Con l’acciaio fiano e greco offrono il meglio, la falanghina riserva sorprese quando incontra il legno. Il motivo è semplice: diventato il bianco del consumo di massa nelle piazze di Napoli sono rimasti davvero in pochi a curare questo esuberante vitigno lavico come si deve, tanto qualsiasi cosa si chiami Falanghina viene immediatamente venduta e bevuta. Sputtanata, insomma, come è avvenuto con il trebbiano in Abruzzo.

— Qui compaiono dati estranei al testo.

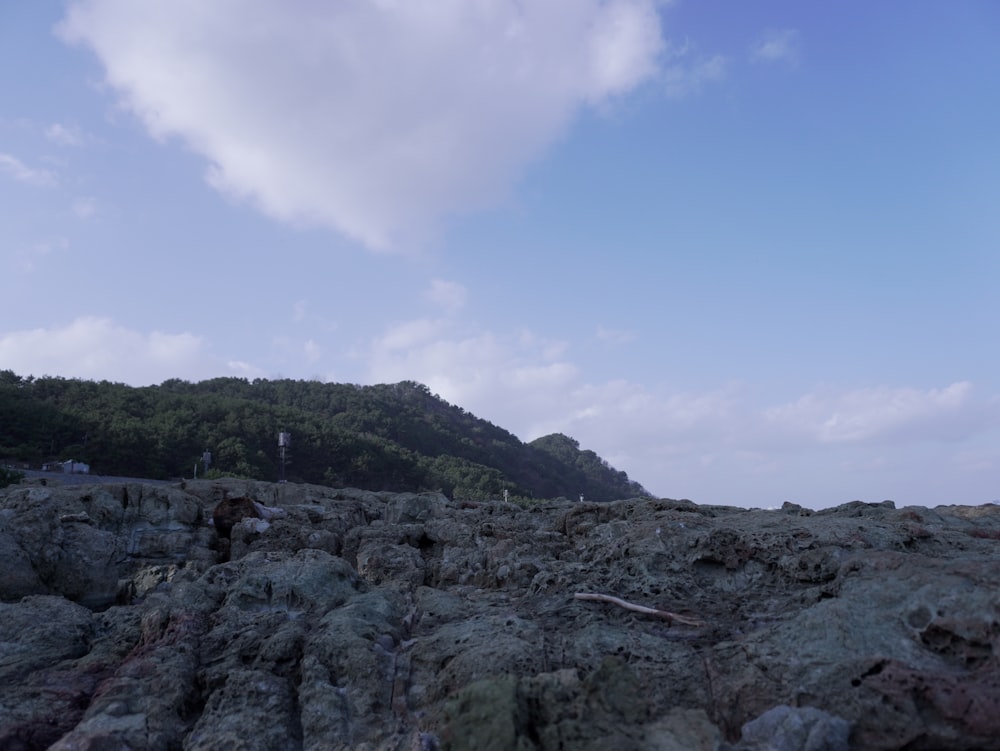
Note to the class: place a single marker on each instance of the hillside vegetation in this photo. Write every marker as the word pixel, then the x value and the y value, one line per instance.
pixel 397 437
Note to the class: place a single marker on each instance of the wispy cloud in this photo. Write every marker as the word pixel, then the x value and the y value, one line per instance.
pixel 776 46
pixel 405 113
pixel 98 348
pixel 450 296
pixel 85 207
pixel 882 414
pixel 684 78
pixel 615 336
pixel 25 174
pixel 64 135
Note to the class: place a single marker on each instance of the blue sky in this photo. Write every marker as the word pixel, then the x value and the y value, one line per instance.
pixel 747 252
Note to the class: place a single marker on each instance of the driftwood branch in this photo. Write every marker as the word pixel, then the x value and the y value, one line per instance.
pixel 663 614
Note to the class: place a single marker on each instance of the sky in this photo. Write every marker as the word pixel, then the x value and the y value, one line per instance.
pixel 747 252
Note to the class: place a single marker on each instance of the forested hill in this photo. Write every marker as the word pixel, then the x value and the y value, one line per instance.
pixel 398 437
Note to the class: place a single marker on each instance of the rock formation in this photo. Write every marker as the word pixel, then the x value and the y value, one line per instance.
pixel 355 620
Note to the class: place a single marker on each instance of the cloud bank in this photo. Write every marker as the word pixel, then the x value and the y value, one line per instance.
pixel 375 118
pixel 96 348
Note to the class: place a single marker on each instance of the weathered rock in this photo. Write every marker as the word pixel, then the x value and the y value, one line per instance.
pixel 346 619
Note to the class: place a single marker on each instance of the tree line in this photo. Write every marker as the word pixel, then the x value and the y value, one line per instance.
pixel 397 437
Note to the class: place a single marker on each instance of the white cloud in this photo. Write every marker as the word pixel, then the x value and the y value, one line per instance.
pixel 450 296
pixel 881 414
pixel 776 46
pixel 29 258
pixel 681 79
pixel 99 349
pixel 25 174
pixel 376 118
pixel 704 444
pixel 64 135
pixel 615 336
pixel 85 207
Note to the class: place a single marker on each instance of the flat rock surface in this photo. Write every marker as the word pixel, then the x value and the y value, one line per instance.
pixel 346 619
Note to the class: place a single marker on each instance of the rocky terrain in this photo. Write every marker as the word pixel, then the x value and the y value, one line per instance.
pixel 345 619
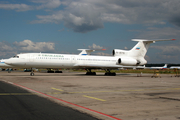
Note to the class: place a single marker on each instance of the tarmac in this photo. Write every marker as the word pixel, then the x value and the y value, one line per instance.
pixel 124 96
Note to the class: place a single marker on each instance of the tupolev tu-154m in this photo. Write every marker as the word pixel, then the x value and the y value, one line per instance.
pixel 84 60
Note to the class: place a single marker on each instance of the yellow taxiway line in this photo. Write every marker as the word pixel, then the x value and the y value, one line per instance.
pixel 94 98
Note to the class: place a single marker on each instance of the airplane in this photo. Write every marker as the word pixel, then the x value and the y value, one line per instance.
pixel 158 68
pixel 3 65
pixel 133 67
pixel 133 57
pixel 175 67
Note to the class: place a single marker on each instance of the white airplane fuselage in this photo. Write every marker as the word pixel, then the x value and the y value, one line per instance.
pixel 120 58
pixel 46 60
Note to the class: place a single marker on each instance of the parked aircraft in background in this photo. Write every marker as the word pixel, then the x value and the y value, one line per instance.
pixel 133 57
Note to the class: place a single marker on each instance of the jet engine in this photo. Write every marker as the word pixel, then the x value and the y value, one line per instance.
pixel 128 61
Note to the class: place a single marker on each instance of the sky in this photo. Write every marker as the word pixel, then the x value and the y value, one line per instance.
pixel 63 26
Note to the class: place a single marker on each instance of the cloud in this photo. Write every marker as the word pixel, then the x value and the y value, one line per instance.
pixel 170 53
pixel 159 33
pixel 29 46
pixel 94 46
pixel 8 50
pixel 87 15
pixel 47 3
pixel 17 7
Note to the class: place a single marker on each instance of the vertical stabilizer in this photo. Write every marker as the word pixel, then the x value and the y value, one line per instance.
pixel 140 49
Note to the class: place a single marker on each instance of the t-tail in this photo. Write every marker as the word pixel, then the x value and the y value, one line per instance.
pixel 136 55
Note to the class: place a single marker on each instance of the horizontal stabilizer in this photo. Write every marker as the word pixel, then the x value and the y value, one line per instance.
pixel 88 51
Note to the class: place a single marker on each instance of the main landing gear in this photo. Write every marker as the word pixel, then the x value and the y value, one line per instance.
pixel 109 73
pixel 32 72
pixel 89 72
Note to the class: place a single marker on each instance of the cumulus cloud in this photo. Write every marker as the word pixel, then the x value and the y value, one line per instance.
pixel 156 33
pixel 88 15
pixel 47 3
pixel 94 46
pixel 8 50
pixel 29 46
pixel 168 52
pixel 17 7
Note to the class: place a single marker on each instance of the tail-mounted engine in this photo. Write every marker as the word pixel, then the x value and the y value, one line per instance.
pixel 128 61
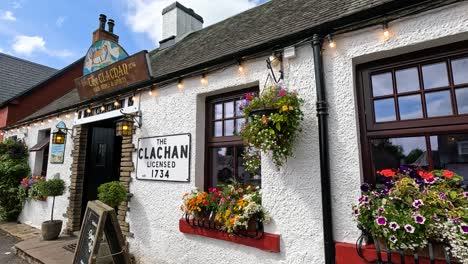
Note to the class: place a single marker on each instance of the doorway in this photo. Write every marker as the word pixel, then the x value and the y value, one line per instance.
pixel 102 159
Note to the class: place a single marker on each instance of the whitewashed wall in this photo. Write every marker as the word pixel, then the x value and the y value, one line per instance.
pixel 36 212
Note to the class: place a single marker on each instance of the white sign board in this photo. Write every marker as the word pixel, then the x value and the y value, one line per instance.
pixel 164 158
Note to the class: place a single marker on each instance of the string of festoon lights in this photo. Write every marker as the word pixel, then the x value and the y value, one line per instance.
pixel 154 90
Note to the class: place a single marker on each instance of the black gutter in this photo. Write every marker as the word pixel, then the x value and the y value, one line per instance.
pixel 322 114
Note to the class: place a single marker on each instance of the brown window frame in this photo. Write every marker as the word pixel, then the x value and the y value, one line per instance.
pixel 369 129
pixel 224 141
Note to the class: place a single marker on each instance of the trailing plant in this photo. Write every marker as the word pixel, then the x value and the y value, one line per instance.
pixel 13 167
pixel 273 132
pixel 112 193
pixel 410 207
pixel 51 188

Ecco perché ci piacciono i produttori che insistono sulla qualità. La Palombaia, questa la versione in legno creata dall’enologo Roberto Mazzer per Corte Normanna a Guardia (Contrada Sapenzie, 20. Telefono 0824.817004), si sposa davvero bene con la cucina di mare della costa. Ecco come va il mondo del vino: l’azienda è stata fondata nel 1927 ma solo dopo 70 anni c’è stata la svolta con la etichettatura, il lavoro di concentrazione in vigna. La Palombaia non è solo incontro con il legno, ma anche raccolta ritardata su vigne sdraiate al sole come belle signore in spiaggia.
I fratelli Alfredo e Gaetano Falluto appartengono alla nuova generazione che sta cambiando il volto del vino in Campania, un ritorno alla terra come da decenni non avveniva più nelle campagne della Campania. Lavorare in vigna è sicuramente più appagante di un lavoro impiegatizio in mezzo alla smog dove mancano gli spazi.
Ed è questo riequilibrio secolare che fa più buona questa falanghina presentata anche in altre due versioni: quella base vissuta solo con l’acciaio e il Porta dell’Olmo, primo passito doc del Sannio parente dell’altro esperimento riuscito a Villa Matilde chiamato Eleusi.
Insomma, con l’arrivo dell’estate è il momento di rilanciare i grandi bianchi della Campania rivissuti fuori dagli schemi.
La Falanghina è sicuramente tra quelli che vanno ripresi anche con un restyling accurato d’immagine ed è per questo che aspettiamo con impazienza la seconda edizione di Falanghina Felix organizzata a settembre da Nicola Matarazzo.